Building on the state’s historic $100 million investment in reproductive health in the 2019-20 state budget, Governor Gavin Newsom today signed into law legislation expanding access to critical reproductive health care services. The Governor signed SB 24 by Senator Connie Leyva (D-Chino) which requires student health centers on University of California and California State University campuses to offer abortion by medication techniques on site.
“As other states and the federal government go backward, restricting reproductive freedom, in California we are moving forward, expanding access and reaffirming a woman’s right choose,” said Governor Newsom. “We’re removing barriers to reproductive health – increasing access on college campuses and using technology to modernize how patients interact with providers.”
SB 24 requires the California Commission on the Status of Women and Girls to administer a Reproductive Health Fund, which will provide private funding to public university health centers to provide these new services. The bill will reduce barriers for the hundreds of California public university students who are forced to go off-campus to seek medication abortions every month, often missing class and delaying their access to this legal reproductive health procedure.
“As states across our country are rolling back women’s health care and access to abortion, California continues to lead the nation in protecting every individual’s right to choose,” said Senator Leyva. “By ensuring that abortion care is available on campus, college students will not have to choose between delaying important medical care or needing to travel long distances or even missing classes or work. I thank Governor Newsom for signing SB 24 and for continuing to prioritize the rights of all Californians seeking abortion care, including students at our public universities.”
The Governor also signed AB 1264 by Assemblymember Cottie Petrie-Norris (D-Laguna Beach), which reduces unnecessary barriers and requirements to accessing birth control from Planned Parenthood. The bill clarifies that birth control can be prescribed via teleconference without a video chat, allowing people to safely access birth control through a phone app which will expand access to birth control in California.
In this year’s budget, California doubled investment in reproductive health to a record $100 million – when matched with federal funding, this investment will provide hundreds of millions to Planned Parenthood and other critical women’s health providers. In March, California also sued the federal administration over its proposed “gag rule.” The rule threatens Title X funds, which provide a critical lifeline for nearly 4 million low-income women around the country.

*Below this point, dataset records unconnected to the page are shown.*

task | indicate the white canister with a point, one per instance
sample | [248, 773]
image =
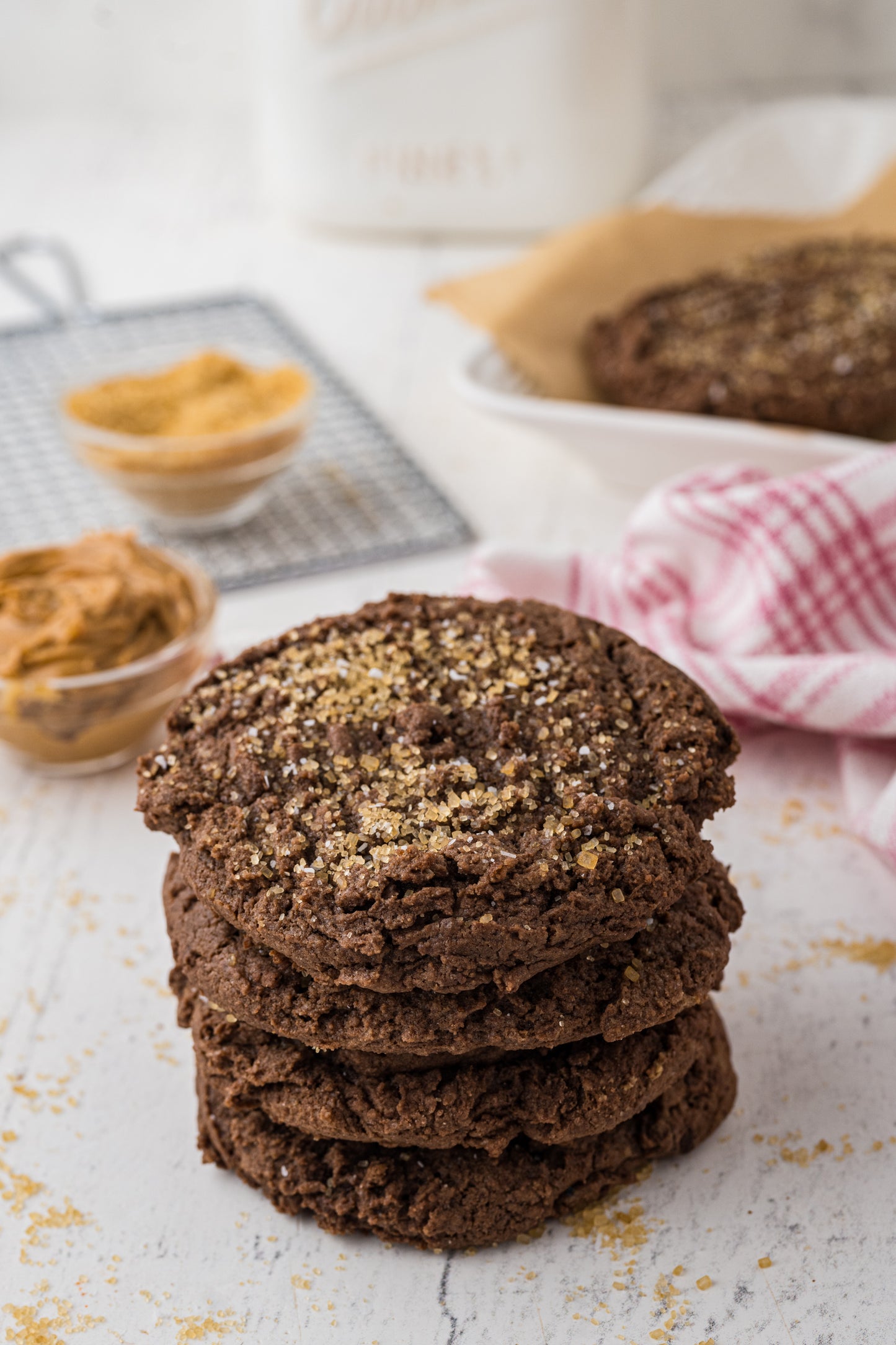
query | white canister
[451, 115]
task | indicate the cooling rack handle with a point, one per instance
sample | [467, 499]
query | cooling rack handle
[77, 306]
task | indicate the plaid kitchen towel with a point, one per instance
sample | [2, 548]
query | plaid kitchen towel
[778, 595]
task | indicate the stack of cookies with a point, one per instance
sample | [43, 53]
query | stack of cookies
[444, 923]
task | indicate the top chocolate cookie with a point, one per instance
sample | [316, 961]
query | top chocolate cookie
[436, 793]
[802, 335]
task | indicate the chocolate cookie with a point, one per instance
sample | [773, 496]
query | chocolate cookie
[437, 793]
[804, 335]
[613, 993]
[458, 1197]
[551, 1097]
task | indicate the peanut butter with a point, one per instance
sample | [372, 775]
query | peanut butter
[97, 642]
[100, 603]
[207, 395]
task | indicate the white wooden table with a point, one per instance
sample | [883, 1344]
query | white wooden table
[108, 1220]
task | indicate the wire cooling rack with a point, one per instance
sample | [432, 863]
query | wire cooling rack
[350, 497]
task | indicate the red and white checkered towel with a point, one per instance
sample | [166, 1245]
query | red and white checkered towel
[778, 595]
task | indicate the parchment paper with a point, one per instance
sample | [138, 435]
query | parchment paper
[538, 308]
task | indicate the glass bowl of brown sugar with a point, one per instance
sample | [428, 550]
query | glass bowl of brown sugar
[195, 442]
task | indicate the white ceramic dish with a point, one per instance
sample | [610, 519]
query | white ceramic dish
[737, 169]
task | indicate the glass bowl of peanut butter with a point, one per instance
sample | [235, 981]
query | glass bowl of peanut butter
[195, 442]
[97, 642]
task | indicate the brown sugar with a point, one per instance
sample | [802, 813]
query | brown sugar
[208, 395]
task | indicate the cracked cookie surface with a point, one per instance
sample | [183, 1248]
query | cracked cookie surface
[438, 793]
[611, 993]
[458, 1197]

Previously, the Governor signed SB 464 by Senator Holly Mitchell (D-Los Angeles) to improve black maternal health care. The bill will reduce preventable maternal mortality among black women by requiring all perinatal health care providers to undergo implicit bias training to curb the impact of bias on maternal health, and improving data collection at the California Department of Public Health to better understand pregnancy-related deaths. The 2019-20 state budget includes more than $65 million of ongoing total funds to expand the California Home Visiting Program and the Black Infant Health Program, which will improve the health and wellness of mothers and children and allow more families to access these important culturally appropriate services.